From the mid-1980s, Haba began to develop board games. Its best-known game, Obstgarten (Orchard), emerged from a competition in 1986. Since 2001, an in-house editorial team has developed new games in this segment. Some of the best-known games are:
- Obstgarten (Orchard), 1986, Anneliese Farkaschovsky
- Timberland, 1989, Klaus Teuber
- Cameo, 1992, Rüdiger Dorn
- Ringel Rangel, 1993, Geni Wyss – Children's Game of the Year 1993
- Karambolage, 1995, Heinz Meister – Children's Game of the Year 1995
- Leinen los!, 1997, Alex Randolph – Children's Game of the Year 1997
- Kayanak, 1999, Peter-Paul Joopen – Children's Game of the Year 1999
- Piraten-Pitt, 2000, Wolfgang Kramer – Deutscher Kinderspielepreis
- Klondike, 2001, Stefanie Rohner and Christian Wolf – Children's Game of the Year 2001
- Ruhmreiche Ritter, 2002, Roberto Fraga and Odet l'Homer
- Das Zauberschloss, 2003, Wolfgang Panning
- Socken Zocken, 2004, Michael Schacht
- Der schwarze Pirat (The Black Pirate), 2006, Guido Hoffmann – Children's Game of the Year 2006
- Diego Drachenzahn, 2010, Manfred Ludwig – Children's Game of the Year 2010
- Karuba, 2015, Rüdiger Dorn – nominated for the 2016 Spiel des Jahres
- Rhino Hero: Super Battle, 2017, Scott Frisco and Steven Strumpf
- Funkelschatz (Dragon's Breath), 2018, Lena and Günter Burkhardt – Children's Game of the Year 2018
- The Key – Sabotage at Lucky Llama Land, 2021, Thomas Sing

Haba won the critics' award Children's Game of the Year five times as of 2026 (2001, 2006, 2010, 2018 and 2019), making it the publisher with the most awards in this category.
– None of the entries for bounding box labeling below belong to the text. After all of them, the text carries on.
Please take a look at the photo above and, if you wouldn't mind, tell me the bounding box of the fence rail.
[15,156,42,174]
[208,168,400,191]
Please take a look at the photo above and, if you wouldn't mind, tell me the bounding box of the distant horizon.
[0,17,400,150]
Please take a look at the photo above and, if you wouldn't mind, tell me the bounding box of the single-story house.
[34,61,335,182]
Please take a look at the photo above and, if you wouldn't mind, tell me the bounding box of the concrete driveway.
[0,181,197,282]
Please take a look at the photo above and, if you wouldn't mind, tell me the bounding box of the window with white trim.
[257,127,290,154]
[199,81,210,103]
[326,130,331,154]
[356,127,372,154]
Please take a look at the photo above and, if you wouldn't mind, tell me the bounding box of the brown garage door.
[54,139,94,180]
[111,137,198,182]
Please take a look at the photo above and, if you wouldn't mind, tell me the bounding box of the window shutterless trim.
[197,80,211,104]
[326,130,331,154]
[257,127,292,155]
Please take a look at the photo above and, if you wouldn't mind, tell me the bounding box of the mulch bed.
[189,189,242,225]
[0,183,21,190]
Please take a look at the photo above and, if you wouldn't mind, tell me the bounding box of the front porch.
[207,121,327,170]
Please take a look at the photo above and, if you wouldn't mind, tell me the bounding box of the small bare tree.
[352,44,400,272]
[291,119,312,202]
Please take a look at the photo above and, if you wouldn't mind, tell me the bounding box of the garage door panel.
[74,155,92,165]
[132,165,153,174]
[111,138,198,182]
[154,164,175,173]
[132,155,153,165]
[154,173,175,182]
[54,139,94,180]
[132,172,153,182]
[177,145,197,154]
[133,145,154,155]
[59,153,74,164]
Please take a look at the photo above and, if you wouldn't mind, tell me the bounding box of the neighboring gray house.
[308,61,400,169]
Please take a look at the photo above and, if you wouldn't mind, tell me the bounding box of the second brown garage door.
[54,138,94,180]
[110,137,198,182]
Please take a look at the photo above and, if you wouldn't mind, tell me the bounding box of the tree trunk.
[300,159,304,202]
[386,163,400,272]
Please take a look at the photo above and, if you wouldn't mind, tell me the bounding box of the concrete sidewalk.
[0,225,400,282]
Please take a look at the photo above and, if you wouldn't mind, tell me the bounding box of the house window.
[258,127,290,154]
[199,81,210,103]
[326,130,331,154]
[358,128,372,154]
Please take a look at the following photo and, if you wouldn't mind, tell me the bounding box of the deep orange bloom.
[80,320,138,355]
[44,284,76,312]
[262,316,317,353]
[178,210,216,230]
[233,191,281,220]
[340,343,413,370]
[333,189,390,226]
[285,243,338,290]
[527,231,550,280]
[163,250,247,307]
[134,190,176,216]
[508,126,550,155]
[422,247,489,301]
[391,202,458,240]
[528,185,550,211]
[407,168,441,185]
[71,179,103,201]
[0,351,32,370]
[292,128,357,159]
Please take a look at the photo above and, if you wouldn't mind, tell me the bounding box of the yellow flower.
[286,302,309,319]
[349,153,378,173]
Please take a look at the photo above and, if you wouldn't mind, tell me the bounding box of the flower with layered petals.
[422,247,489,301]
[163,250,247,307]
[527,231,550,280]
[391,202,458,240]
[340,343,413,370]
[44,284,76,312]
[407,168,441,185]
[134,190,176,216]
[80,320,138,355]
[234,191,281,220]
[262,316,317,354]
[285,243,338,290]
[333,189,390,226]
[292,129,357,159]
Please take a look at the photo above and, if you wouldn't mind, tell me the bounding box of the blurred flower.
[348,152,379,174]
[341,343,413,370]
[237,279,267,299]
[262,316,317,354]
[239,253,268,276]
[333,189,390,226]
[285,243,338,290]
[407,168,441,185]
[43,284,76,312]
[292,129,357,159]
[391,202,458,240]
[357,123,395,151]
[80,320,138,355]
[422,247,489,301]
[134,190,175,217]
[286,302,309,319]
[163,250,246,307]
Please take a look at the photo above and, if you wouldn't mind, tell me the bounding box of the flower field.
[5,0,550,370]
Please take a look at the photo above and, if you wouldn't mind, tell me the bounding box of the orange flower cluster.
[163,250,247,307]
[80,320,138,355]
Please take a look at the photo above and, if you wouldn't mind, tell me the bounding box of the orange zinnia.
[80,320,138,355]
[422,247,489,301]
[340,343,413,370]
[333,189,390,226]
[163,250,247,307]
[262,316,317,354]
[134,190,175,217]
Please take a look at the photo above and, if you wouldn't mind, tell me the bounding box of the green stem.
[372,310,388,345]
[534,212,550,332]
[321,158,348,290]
Many Haba toys also carry the "spiel gut" ("good toy") seal of approval. Kullerbü, Haba's car park play track game, was one of the winners of 2018 The Toy Award: Gold for toys awards.

=== Wehrfritz ===
Wehrfritz manufactures and distributes furniture and equipment for educational institutions. It offers, for example, tables and chairs, cloakrooms, play and climbing houses, room dividers and cupboards, and also offers interior design services. The range also includes teaching and learning materials as well as therapy aids. Outside Germany, the Wehrfritz range is distributed under the Haba name, for example as Haba Education.

=== Habermaass Stiftung ===
The group also includes the Habermaass Stiftung (Habermaass foundation), which supports projects in nature and environmental protection and in work with children and young people. In its first five years, the foundation invested around €1 million, among other things in a bird-protection association, a children's hospice and teaching materials on climate change. The foundation awards the prize Die digitale KITA der Zukunft ("The digital day-care centre of the future"), which recognises day-care centres for the child-appropriate use of digital media in early-childhood education; its jury is chaired by the early-childhood education researcher Wassilios E. Fthenakis.